Segundo uma reportagem do jornal The Atlantic, o governo de Donald Trump ordenou a destruição de quase 500 toneladas de alimentos que estavam destinados a pessoas em situação de emergência. Parte desses alimentos, principalmente biscoitos, será incinerada ou encaminhada a aterros nos Emirados Árabes Unidos. De acordo com a agência Reuters, essa operação custará aos cofres públicos dos Estados Unidos cerca de US$ 100 mil.
A decisão ocorre após o congelamento da ajuda humanitária determinado por Trump no início de seu atual mandato. Como resultado, cerca de 1.100 toneladas de alimentos estocados em um armazém em Dubai correm o risco de perder a validade antes de serem utilizadas.
Diante da iminência de prejuízos e críticas por desperdício de recursos públicos, uma autoridade americana autorizou o aproveitamento de parte dos estoques. Com isso, 622 toneladas de biscoitos foram resgatadas. No entanto, os documentos internos da Agência dos Estados Unidos para o Desenvolvimento Internacional (Usaid), datados de maio, revelam que outras 496 toneladas, avaliadas em US$ 793 mil, serão inutilizadas.
Os impactos da decisão vão além do prejuízo financeiro. Um funcionário da Usaid, citado pela Atlantic, estimou que os biscoitos descartados poderiam alimentar, durante uma semana, todas as crianças em situação de insegurança alimentar aguda na Faixa de Gaza.
Esse episódio escancara o colapso das operações humanitárias americanas, que enfrentam atrasos, desperdícios e cortes de pessoal desde que o governo Trump congelou recursos e demitiu milhares de funcionários contratados pela Usaid.
Um porta-voz do Departamento de Estado, órgão que atualmente responde pela ajuda humanitária dos EUA, confirmou à agência Reuters, por e-mail, que os biscoitos estocados em Dubai terão de ser destruídos. De acordo com ele, os alimentos foram adquiridos como medida de contingência, “além das projeções”, ainda durante o governo do ex-presidente Joe Biden.

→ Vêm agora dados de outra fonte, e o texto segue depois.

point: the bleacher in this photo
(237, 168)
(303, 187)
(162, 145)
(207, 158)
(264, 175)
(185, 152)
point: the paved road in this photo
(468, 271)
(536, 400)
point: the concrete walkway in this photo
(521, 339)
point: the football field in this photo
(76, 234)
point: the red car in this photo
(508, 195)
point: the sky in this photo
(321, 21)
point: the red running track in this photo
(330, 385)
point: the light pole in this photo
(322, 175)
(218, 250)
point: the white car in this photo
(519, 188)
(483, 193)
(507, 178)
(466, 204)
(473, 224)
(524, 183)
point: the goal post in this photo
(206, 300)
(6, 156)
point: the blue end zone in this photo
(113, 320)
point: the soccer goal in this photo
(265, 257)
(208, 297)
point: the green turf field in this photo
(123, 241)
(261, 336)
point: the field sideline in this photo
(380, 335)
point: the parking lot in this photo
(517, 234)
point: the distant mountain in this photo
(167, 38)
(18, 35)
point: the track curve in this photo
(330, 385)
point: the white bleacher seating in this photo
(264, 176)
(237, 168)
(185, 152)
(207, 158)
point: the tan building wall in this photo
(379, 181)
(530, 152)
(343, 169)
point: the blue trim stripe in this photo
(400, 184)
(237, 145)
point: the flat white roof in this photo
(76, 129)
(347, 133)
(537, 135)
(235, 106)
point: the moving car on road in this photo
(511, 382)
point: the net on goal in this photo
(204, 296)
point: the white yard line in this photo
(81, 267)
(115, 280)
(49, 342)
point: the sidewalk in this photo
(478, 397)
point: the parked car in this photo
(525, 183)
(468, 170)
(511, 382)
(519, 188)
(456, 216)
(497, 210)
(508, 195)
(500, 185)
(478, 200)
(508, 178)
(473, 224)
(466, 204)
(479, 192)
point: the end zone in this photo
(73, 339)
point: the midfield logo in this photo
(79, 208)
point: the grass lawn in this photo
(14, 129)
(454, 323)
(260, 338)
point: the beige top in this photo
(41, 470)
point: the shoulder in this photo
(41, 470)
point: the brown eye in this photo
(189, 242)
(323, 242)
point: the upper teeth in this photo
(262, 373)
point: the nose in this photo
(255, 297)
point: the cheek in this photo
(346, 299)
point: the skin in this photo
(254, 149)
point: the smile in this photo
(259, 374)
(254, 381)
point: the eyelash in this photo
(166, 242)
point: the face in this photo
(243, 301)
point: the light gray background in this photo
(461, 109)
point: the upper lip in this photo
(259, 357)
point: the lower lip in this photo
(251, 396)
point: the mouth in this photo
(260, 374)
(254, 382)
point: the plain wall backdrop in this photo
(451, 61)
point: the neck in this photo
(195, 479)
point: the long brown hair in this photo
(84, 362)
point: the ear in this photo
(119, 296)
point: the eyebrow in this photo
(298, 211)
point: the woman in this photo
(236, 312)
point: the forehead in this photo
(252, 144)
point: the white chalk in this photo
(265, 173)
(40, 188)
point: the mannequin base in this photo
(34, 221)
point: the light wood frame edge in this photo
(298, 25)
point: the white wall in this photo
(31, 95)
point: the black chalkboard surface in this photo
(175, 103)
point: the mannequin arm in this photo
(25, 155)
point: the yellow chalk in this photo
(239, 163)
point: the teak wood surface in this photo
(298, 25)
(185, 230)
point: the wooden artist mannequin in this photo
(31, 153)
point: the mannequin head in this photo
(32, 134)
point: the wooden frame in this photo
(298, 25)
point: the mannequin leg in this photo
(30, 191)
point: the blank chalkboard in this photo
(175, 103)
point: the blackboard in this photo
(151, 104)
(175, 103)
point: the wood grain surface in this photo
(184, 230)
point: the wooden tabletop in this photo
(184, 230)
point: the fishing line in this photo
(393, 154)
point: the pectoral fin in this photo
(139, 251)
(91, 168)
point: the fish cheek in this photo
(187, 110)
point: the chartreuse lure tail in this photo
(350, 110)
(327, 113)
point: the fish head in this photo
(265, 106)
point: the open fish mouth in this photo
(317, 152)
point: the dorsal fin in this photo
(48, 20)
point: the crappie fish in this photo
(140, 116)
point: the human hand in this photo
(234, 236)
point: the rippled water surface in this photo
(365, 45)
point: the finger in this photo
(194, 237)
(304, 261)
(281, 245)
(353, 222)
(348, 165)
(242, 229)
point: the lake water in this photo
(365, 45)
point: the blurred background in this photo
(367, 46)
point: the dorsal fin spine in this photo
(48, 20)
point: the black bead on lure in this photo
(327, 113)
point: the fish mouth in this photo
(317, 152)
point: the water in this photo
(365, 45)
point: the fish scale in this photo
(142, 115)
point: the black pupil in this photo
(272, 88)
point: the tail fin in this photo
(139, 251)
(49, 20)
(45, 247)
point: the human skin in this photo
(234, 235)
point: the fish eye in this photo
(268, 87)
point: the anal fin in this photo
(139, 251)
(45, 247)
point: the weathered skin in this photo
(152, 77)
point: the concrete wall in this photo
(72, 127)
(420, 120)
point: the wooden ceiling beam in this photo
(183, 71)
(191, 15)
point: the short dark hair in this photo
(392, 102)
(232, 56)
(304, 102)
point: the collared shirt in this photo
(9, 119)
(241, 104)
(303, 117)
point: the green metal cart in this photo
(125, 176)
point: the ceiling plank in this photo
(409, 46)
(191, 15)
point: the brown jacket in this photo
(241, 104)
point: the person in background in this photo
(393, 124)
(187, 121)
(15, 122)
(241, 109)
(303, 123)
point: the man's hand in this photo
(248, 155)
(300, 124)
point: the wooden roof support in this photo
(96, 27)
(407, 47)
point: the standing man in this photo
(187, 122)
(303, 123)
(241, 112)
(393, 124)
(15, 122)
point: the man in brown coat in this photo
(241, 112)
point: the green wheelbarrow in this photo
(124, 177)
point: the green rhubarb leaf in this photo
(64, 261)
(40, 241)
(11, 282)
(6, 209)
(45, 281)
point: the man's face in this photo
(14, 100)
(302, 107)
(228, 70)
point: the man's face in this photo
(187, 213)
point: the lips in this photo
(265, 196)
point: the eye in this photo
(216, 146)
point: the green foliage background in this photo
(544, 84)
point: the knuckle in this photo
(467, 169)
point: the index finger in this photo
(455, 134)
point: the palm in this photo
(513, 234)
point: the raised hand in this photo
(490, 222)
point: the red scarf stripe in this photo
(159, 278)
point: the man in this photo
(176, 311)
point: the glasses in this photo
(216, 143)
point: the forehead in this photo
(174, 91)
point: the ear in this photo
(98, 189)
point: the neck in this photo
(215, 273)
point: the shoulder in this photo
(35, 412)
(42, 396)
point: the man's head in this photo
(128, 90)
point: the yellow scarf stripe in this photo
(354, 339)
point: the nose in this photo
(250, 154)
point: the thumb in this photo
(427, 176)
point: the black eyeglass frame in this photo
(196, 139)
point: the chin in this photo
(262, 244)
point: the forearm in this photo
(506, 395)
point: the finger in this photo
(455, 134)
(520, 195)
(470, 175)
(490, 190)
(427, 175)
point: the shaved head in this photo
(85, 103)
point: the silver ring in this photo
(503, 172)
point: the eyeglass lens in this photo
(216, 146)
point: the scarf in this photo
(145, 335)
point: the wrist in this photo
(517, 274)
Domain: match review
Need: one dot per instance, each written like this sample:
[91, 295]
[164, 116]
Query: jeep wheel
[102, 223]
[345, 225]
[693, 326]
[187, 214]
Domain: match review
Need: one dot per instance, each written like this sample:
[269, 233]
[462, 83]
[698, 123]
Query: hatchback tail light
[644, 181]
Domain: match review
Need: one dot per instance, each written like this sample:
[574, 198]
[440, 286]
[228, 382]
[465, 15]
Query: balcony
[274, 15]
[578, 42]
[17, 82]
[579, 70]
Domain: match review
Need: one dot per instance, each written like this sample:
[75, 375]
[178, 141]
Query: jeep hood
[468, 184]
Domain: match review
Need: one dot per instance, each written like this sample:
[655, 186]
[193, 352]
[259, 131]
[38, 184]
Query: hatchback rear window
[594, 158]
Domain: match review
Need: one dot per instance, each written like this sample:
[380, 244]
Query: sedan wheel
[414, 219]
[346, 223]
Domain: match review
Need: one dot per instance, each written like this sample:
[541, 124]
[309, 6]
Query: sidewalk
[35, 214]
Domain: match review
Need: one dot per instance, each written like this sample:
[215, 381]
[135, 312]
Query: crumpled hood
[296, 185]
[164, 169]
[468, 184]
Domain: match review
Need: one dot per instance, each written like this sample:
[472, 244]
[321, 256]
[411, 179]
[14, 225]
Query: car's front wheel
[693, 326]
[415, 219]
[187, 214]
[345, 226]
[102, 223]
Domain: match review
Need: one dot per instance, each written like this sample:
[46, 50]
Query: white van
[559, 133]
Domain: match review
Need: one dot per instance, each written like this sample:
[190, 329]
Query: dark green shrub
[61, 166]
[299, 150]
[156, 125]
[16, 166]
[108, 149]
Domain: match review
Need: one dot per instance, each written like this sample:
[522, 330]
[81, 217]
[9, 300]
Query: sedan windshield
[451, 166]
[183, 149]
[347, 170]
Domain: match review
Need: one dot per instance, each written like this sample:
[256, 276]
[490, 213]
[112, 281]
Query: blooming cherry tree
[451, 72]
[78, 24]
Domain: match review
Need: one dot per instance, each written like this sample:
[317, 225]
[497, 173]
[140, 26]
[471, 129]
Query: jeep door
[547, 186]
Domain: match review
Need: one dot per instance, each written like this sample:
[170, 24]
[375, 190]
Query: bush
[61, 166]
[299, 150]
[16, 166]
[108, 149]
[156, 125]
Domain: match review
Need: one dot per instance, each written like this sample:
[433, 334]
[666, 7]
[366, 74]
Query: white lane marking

A atual administração de Donald Trump justifica a interrupção da assistência internacional com base no argumento de que os Estados Unidos arcam com uma parcela excessiva desse tipo de ajuda. Para o republicano, outras nações deveriam compartilhar a responsabilidade pelo apoio humanitário global.
Ainda em janeiro, o governo Trump anunciou planos para desativar a Usaid (Agência dos Estados Unidos para o Desenvolvimento Internacional), o que deixou mais de 60 mil toneladas de alimentos paradas em armazéns espalhados pelo mundo. Desde então, servidores públicos têm solicitado, sem sucesso, que a nova liderança da agência autorize a distribuição dos itens antes que expirem.
Os biscoitos armazenados em Dubai são do tipo enriquecido com alto teor calórico e têm como público-alvo populações em crise que não têm acesso a cozinhas ou utensílios para preparar refeições. Segundo o Programa Mundial de Alimentos (WFP), da ONU, esse tipo de alimento é fundamental para fornecer nutrição imediata a crianças e adultos em áreas afetadas por emergências.
Dados do WFP revelam a gravidade da situação: cerca de 319 milhões de pessoas em todo o planeta enfrentam níveis agudos de insegurança alimentar, sendo que 1,9 milhão está em situação de fome catastrófica, especialmente em regiões como Gaza e Sudão, onde a inanição ameaça a sobrevivência de milhares.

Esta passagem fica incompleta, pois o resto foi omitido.